[Fwd: Re: [PATCH] 2/2 mtd: Add support for the Dreamcast VMU flash]

Jörn Engel joern at logfs.org
Thu Mar 20 17:58:08 EDT 2008


On Thu, 20 March 2008 20:11:01 +0000, Adrian McMenamin wrote:
> 
> You don't seem to have grasped that this is one type of device on a
> proprietary bus which has other (types of) devices. I keep the code
> consistent so that the API runs the same across the different devices -
> makes the code easier to understand and maintain.
> 
> And given that this is also the variable that points to the memory block
> that also includes the 8 bit based date that gets read in for block
> writes I it makes perfect sense to have this as a void*.

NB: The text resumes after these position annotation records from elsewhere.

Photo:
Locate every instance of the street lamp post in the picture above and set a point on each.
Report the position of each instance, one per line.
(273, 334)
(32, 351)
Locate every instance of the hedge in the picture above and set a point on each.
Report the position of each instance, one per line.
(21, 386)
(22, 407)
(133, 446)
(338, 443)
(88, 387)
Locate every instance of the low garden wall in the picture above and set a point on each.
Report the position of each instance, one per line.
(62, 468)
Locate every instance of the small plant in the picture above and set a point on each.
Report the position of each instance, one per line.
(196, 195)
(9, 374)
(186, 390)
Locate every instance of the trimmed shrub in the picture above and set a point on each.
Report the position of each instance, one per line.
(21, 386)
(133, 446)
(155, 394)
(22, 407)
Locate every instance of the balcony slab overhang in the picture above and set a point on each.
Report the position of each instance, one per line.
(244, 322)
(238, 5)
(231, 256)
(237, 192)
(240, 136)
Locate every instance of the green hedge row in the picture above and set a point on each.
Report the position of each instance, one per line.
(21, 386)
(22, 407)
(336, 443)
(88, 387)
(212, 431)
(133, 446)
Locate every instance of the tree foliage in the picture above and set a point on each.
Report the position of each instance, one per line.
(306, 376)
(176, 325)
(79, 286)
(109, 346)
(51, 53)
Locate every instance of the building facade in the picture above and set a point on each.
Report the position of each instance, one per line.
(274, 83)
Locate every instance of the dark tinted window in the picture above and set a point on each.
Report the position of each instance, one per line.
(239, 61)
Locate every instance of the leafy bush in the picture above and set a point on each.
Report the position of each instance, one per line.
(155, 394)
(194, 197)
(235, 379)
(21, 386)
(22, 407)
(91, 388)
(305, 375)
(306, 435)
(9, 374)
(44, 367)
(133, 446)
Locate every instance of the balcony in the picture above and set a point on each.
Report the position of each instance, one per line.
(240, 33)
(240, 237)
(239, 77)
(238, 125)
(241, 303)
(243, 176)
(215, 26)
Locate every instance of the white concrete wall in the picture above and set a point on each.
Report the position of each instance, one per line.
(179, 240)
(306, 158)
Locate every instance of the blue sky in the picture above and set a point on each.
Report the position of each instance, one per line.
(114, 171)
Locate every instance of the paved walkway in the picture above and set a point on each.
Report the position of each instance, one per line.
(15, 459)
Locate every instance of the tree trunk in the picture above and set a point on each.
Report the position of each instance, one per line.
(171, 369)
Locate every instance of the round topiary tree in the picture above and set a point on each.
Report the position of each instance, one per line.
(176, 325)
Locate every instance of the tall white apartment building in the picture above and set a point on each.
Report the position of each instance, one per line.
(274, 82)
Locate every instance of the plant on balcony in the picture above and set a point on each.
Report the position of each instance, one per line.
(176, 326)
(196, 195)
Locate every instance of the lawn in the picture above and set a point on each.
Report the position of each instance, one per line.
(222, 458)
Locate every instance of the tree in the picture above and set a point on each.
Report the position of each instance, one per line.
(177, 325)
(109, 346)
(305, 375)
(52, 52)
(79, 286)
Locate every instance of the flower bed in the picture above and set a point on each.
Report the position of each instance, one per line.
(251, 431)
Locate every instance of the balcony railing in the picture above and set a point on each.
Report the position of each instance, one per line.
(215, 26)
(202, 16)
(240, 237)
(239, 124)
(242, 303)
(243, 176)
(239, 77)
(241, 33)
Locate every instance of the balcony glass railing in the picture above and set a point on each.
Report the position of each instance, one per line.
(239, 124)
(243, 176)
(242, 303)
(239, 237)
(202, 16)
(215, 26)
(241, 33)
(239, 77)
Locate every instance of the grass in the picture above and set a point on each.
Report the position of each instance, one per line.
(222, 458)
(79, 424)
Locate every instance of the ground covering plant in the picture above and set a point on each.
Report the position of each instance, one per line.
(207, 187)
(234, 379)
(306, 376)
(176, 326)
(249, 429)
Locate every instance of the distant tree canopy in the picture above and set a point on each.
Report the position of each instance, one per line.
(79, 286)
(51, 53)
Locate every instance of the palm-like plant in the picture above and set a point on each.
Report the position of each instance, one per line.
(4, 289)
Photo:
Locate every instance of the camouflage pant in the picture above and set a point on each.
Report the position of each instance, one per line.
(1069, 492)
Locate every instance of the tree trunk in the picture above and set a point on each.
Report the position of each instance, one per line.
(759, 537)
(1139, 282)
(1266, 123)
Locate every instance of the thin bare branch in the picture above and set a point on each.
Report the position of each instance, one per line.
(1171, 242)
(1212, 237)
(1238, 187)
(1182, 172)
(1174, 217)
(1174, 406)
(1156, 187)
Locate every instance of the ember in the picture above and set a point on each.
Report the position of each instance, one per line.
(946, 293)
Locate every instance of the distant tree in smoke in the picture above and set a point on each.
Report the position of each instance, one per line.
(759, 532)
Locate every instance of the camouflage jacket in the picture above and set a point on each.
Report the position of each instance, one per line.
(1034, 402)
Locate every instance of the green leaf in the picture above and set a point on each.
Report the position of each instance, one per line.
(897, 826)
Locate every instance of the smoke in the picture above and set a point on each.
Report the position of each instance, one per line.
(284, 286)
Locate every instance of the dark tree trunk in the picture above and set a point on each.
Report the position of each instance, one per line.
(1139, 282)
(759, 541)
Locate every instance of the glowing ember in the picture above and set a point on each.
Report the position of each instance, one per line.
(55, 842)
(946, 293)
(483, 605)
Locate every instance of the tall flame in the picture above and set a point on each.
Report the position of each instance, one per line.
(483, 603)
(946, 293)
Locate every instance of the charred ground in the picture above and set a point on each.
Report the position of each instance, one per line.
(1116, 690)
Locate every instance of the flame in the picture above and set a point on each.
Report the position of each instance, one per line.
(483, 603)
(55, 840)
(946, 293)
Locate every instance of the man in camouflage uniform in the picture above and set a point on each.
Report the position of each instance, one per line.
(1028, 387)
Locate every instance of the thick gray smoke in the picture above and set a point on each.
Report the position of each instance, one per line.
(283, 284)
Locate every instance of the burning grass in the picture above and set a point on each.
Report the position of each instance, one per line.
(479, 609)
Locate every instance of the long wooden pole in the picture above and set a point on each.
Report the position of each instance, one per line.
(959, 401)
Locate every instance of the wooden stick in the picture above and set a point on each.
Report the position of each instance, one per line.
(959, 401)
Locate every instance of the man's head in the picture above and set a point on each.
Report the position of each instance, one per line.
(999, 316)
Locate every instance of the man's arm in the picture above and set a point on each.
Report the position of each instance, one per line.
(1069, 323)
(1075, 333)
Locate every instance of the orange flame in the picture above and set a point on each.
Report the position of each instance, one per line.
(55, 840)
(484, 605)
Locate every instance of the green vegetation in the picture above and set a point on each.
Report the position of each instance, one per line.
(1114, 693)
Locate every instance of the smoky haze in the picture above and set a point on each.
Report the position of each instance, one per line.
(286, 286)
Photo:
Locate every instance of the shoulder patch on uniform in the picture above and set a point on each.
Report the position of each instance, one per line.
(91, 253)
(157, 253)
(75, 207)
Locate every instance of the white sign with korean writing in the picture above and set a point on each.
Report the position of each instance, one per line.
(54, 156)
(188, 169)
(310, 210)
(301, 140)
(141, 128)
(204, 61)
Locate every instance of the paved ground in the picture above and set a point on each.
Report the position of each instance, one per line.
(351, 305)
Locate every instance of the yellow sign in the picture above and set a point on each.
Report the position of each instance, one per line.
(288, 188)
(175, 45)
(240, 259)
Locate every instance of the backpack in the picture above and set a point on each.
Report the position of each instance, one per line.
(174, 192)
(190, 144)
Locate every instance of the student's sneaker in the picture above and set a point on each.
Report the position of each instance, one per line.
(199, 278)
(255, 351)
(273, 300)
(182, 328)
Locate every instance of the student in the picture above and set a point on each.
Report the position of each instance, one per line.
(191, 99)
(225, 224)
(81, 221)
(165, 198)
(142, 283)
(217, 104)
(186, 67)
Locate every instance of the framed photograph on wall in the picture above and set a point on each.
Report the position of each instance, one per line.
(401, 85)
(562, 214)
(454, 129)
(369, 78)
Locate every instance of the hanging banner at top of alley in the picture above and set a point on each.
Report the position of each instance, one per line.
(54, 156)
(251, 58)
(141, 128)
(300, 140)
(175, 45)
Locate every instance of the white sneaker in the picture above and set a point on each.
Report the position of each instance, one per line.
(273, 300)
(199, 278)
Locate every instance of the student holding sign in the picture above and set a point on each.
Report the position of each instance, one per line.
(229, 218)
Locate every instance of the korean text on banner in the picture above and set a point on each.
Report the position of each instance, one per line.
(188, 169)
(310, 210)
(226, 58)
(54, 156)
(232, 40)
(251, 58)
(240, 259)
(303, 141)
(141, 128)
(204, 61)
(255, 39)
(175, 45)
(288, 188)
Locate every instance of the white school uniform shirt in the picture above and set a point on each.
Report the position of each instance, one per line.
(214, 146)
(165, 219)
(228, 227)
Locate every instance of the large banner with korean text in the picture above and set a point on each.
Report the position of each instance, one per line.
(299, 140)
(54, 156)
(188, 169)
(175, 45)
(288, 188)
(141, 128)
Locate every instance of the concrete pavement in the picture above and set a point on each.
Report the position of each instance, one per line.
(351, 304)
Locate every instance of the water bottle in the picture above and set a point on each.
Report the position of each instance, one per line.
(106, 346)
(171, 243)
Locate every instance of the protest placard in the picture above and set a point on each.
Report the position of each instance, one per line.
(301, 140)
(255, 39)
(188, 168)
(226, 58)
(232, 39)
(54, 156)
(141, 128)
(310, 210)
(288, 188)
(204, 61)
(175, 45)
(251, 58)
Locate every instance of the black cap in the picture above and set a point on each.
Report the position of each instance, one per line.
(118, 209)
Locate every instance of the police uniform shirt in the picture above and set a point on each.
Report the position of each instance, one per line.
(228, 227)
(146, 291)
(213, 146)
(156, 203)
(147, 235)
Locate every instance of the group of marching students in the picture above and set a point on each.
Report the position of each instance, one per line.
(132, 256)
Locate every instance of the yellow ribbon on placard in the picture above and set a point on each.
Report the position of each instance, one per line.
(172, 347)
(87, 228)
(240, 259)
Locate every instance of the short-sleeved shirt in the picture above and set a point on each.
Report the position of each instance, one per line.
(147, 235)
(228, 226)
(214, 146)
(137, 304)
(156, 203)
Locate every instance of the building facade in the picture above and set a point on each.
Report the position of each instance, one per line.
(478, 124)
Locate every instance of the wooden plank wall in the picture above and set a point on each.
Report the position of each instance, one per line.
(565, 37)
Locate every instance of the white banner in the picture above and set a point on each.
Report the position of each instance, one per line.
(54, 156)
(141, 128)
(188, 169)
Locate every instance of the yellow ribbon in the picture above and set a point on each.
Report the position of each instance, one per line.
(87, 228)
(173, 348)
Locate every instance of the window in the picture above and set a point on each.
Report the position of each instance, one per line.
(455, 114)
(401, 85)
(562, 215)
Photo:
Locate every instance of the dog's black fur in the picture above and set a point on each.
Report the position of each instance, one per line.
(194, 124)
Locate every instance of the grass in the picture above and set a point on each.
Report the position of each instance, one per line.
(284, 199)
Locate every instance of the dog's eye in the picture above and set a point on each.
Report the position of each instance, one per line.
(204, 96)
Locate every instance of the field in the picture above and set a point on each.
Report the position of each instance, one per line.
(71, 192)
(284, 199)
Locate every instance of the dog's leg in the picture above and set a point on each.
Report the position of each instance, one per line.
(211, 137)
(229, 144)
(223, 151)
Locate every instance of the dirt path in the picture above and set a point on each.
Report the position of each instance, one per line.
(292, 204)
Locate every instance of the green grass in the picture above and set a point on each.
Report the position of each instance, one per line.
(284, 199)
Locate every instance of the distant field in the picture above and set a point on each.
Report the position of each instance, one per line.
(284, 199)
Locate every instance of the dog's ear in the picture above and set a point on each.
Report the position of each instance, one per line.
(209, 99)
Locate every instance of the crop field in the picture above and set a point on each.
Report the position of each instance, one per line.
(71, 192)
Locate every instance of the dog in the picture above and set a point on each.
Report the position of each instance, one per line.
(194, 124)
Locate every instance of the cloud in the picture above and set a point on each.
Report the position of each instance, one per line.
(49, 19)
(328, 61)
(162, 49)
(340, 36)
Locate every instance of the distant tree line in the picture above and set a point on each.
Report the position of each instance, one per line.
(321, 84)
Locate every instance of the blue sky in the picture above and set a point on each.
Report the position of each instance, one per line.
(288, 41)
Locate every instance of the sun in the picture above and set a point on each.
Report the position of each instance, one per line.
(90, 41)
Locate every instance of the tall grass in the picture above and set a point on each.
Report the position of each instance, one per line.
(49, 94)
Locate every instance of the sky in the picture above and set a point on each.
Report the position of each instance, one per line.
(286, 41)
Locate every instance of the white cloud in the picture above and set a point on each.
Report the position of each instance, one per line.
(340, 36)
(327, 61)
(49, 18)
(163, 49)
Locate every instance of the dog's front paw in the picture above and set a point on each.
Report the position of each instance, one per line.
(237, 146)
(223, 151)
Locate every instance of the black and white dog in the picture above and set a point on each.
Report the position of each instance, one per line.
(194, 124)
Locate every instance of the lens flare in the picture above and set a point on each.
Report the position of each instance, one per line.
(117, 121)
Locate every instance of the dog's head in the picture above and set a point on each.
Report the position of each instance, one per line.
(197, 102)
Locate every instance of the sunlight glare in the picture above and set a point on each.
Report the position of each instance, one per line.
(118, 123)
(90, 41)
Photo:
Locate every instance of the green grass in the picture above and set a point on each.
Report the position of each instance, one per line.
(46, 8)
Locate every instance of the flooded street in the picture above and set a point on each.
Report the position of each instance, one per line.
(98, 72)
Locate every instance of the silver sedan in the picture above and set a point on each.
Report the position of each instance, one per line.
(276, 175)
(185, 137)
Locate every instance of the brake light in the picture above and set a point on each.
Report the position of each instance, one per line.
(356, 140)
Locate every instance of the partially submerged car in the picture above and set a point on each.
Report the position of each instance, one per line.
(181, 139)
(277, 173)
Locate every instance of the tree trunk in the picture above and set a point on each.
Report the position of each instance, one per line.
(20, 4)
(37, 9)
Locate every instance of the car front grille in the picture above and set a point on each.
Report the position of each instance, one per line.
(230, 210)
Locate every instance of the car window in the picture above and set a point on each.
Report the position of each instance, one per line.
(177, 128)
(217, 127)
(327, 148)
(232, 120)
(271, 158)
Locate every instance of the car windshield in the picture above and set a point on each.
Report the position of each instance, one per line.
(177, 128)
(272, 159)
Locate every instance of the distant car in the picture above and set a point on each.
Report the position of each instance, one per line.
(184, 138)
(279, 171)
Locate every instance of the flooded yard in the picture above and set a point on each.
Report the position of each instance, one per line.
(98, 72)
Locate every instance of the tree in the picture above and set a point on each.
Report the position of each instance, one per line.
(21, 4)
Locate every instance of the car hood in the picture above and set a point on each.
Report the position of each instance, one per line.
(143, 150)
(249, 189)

Maybe this is a misunderstanding.  If you are arguing about this bit
several mails back:
---<snip>---
> +     mdev->mq->sendbuf = sendbuf;

Possibly the big-endian annotations need to trickly though the layers
here as well.
---<snap>---
Then I agree.  For a bus driver that only takes opaque data and moves it
between device driver and hardware, void* is the type to choose.  But if
you are arguing about the actual device driver, I couldn't disagree
more.

Please take a look at the function below, maybe it becomes clearer then.

static int maple_vmu_read_block(unsigned int num, unsigned char *buf,
       struct mtd_info *mtd)
{
       struct memcard *card;
       struct mdev_part *mpart;
       struct maple_device *mdev;
       int partition, error, locking;
       __be32 *sendbuf;

       mpart = mtd->priv;
       mdev = mpart->mdev;
       partition = mpart->partition;
       card = mdev->private_data;

       /* wait for the mutex to be available */
       locking = down_interruptible(&(mdev->mq->sem));
       if (locking) {
               printk(KERN_INFO "Maple: VMU at (%d, %d) is locked -"
                       " aborting read\n", mdev->unit, mdev->port);
               return -EIO;
       }
       mdev->mq->command = MAPLE_COMMAND_BREAD;
       mdev->mq->length = 2;

       sendbuf = kzalloc(mdev->mq->length * 4, GFP_KERNEL);
       if (!sendbuf)
               return -ENOMEM;
       
       sendbuf[0] = cpu_to_be32(MAPLE_FUNC_MEMCARD);
       sendbuf[1] = cpu_to_be32(partition << 24 | num);
  
       mdev->mq->sendbuf = sendbuf;
       block_read = 0;
       
       maple_getcond_callback(mdev, vmu_blockread, 0, MAPLE_FUNC_MEMCARD);
       maple_add_packet(mdev->mq);
       wait_event_interruptible_timeout(vmu_read, block_read, HZ * 4);
       if (block_read == 0) {
               printk(KERN_INFO "Maple: VMU read failed on block 0x%X\n", num);
	       error = -EIO;
               goto out;
       }
       /* FIXME: we kfree a data structure that was allocated elsewhere.
        * Either move allocation and freeing to the same function or
	* thoroughly document this to avoid subtle bugs after future
	* code changes.
	*/
       memcpy(buf, card->blockread, card->blocklen);
       kfree(card->blockread);

       error = 0;
out:
       kfree(sendbuf);
       return error;
}

And after doing these changes a couple more problems stuck out like sore
thumbs, f.e. the FIXME above.  But we can discuss those later.

Jörn

-- 
If you're willing to restrict the flexibility of your approach,
you can almost always do something better.